The play begins, but stops mid-way, interrupted by the recitation of something (not written by O’Neill) called the Rules for Passing (e.g. “Change your last name to one that is not associated with black family names.”) Then O’Neill’s play resumes, backed up a bit, with the three black actors playing parts we’d just seen portrayed by white actors.

The production ends with both Black and White Jack asking the audience: “So, what did you see?”

The idea that one would think differently about the exact same person if something shifted in that person’s identify – their race, their ethnicity, their gender, whether they were disabled – is a very powerful tonic, so potent that it has been used in legal cases and social science experiments to prove discrimination.

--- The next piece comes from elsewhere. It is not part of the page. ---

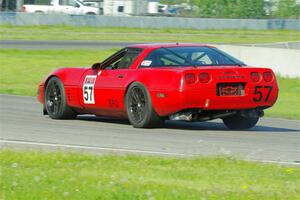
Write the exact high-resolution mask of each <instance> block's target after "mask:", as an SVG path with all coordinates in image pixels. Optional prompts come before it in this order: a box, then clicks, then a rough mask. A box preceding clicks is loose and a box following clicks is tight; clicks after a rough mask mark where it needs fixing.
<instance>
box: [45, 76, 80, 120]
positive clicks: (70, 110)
mask: <svg viewBox="0 0 300 200" xmlns="http://www.w3.org/2000/svg"><path fill="white" fill-rule="evenodd" d="M44 103H45V108H46V111H47V113H48V115H49V116H50V117H51V118H52V119H73V118H75V117H76V113H75V112H74V111H73V110H72V109H71V108H70V107H69V106H68V105H67V101H66V94H65V89H64V86H63V83H62V82H61V80H60V79H59V78H57V77H52V78H51V79H50V80H49V81H48V83H47V85H46V87H45V93H44Z"/></svg>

It didn’t work well for me in this production. I think this is largely because, frankly, the mostly mediocre acting was too much of a distraction, but also because this doesn’t seem the ideal play on which to try it out. In one scene, though, the experiment struck home. Joe Murray and his sister Nellie are “townies,” working class residents of the college town – he’s a machinist; she was a stenographer – in contrast to the Ivy League upper-class characters embodied by Jack and the others. (O’Neill had grown up near Yale and had briefly studied at Harvard.) It seems unmistakable that O’Neill was making a comment about class distinctions; the father makes the point explicitly when he accuses Jack of showing “a lack of judgment on your part and [lack of] good taste,” for choosing a different “class” with whom to have sex. When in the Dream Up Festival production, the brother Joe Murray is played by Trammell, one of the black actors (meaning of course Nellie was black), it had a mind-blowing effect on me – the beginning kernels of insight about how the issues of class and race have evolved in the past century. (It helped that Trammell was one of the better actors.) But then they switched roles again, and the insight promised by their conceit seemed drowned by its overly complicated execution.

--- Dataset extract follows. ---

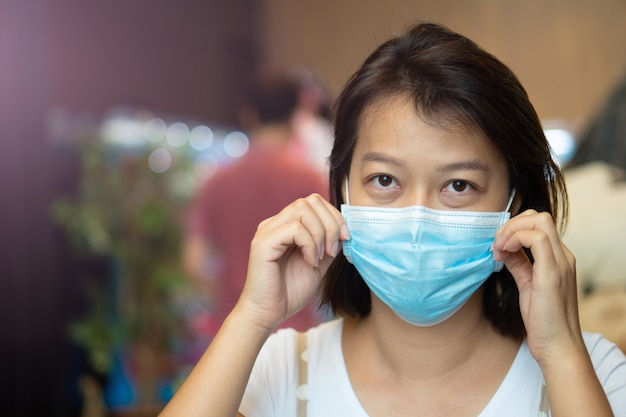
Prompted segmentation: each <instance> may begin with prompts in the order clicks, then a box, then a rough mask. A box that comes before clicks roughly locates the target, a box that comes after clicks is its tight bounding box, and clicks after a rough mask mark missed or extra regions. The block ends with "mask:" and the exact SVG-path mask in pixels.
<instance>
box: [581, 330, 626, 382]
mask: <svg viewBox="0 0 626 417" xmlns="http://www.w3.org/2000/svg"><path fill="white" fill-rule="evenodd" d="M583 339H584V341H585V345H586V346H587V350H588V351H589V356H590V357H591V360H592V362H593V365H594V367H595V368H596V370H598V368H600V369H602V366H606V365H607V364H608V365H616V366H621V367H623V368H624V372H625V373H626V355H624V352H622V351H621V350H620V348H619V347H618V346H617V345H616V344H615V343H613V342H611V341H610V340H608V339H607V338H606V337H604V336H603V335H601V334H599V333H590V332H583ZM625 381H626V379H625Z"/></svg>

Molly Stoller, Alison Scaramella, Taryn Wisky (also the producer and co-adaptor), and Yvonne Roen in "Abortion: A Race Redux"
Molly Stoller, Alison Scaramella, Taryn Wisky (also the producer and co-adaptor), and Yvonne Roen in “Abortion: A Race Redux”

Author: New York Theater

Jonathan Mandell is a 3rd generation NYC journalist, who sees shows, reads plays, writes reviews and sometimes talks with people.